Multiple sclerosis (MS) remains a leading cause of neurologic disability among young adults. Clinical manifestations of the disease result from immune-mediated demyelination of the central nervous system. Most patients experience new symptoms in a relapsing-remitting pattern, although the course is highly variable from person to person and even in the same individual over time.

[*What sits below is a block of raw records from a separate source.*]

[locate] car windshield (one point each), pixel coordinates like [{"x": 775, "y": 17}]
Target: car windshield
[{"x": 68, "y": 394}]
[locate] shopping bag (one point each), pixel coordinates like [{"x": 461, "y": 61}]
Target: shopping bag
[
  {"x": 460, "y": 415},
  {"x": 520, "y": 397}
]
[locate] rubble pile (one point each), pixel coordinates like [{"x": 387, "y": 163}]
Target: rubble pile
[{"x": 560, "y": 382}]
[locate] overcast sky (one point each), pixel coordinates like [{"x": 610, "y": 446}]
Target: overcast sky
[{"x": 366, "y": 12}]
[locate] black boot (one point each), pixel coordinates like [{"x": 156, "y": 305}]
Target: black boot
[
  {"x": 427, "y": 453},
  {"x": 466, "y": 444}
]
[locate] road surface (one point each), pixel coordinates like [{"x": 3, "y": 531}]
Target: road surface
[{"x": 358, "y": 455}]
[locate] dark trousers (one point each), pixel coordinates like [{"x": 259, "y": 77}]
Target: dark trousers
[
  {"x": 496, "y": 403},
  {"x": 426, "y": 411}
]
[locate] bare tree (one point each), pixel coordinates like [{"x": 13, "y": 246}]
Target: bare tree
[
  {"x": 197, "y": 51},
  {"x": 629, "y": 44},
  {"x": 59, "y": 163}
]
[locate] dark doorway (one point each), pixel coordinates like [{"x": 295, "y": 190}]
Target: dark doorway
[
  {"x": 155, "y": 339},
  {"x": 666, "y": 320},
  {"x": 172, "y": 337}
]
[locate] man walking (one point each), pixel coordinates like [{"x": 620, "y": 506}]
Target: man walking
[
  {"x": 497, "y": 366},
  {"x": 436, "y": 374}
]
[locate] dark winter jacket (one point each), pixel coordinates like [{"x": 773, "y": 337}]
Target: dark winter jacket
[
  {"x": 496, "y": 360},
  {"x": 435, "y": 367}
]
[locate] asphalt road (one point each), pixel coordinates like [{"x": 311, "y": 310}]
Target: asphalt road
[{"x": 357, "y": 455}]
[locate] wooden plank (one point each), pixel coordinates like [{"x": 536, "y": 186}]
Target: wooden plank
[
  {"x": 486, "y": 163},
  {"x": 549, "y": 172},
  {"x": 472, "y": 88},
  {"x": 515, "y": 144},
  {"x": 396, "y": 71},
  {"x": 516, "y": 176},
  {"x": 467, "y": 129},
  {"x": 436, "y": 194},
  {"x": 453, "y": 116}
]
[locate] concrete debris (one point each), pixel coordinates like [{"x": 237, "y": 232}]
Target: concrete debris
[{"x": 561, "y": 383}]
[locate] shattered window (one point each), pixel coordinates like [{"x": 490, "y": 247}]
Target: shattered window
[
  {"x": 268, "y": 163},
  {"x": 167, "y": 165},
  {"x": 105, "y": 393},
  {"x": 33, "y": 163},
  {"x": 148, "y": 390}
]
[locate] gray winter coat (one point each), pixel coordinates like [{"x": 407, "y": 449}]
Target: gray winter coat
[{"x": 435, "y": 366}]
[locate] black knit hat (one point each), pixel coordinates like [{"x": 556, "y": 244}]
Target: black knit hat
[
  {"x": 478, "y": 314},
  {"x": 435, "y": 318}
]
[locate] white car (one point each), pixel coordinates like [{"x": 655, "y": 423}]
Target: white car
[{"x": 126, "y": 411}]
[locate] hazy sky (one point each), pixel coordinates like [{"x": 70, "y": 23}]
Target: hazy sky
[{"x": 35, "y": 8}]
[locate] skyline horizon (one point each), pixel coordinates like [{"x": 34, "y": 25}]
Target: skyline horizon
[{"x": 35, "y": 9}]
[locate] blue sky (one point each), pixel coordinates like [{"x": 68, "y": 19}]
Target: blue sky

Recent neuropathological studies reveal that in addition to the surrounding myelin sheath, nerve axons themselves are targets of injury in MS lesions. Characterization of the inflammatory infiltrates present in MS brain and spinal cord tissue shows that active lesions can be segregated into 1 of 4 subtypes, with each individual having only a single pattern of involvement. Studies in animal models demonstrate that a number of myelin proteins can become immune system targets resulting in demyelination, and these models have also served to define multiple immunological mechanisms of disease. Translational studies using peripheral blood samples have characterized differences in the various myelin protein-reactive immune responses of MS patients and controls, and these investigations have validated some, but not all, of the disease mechanisms uncovered in animals. Adaptive and innate immunity both appear to contribute to disease pathogenesis within the target tissue of the central nervous system.

Immunomodulatory therapies have been developed that partially arrest disease relapses and progression. Studies to dissect how these agents work have shed light on underlying disease mechanisms in MS. More effective interventions in the future will need to target multiple points in disease pathways.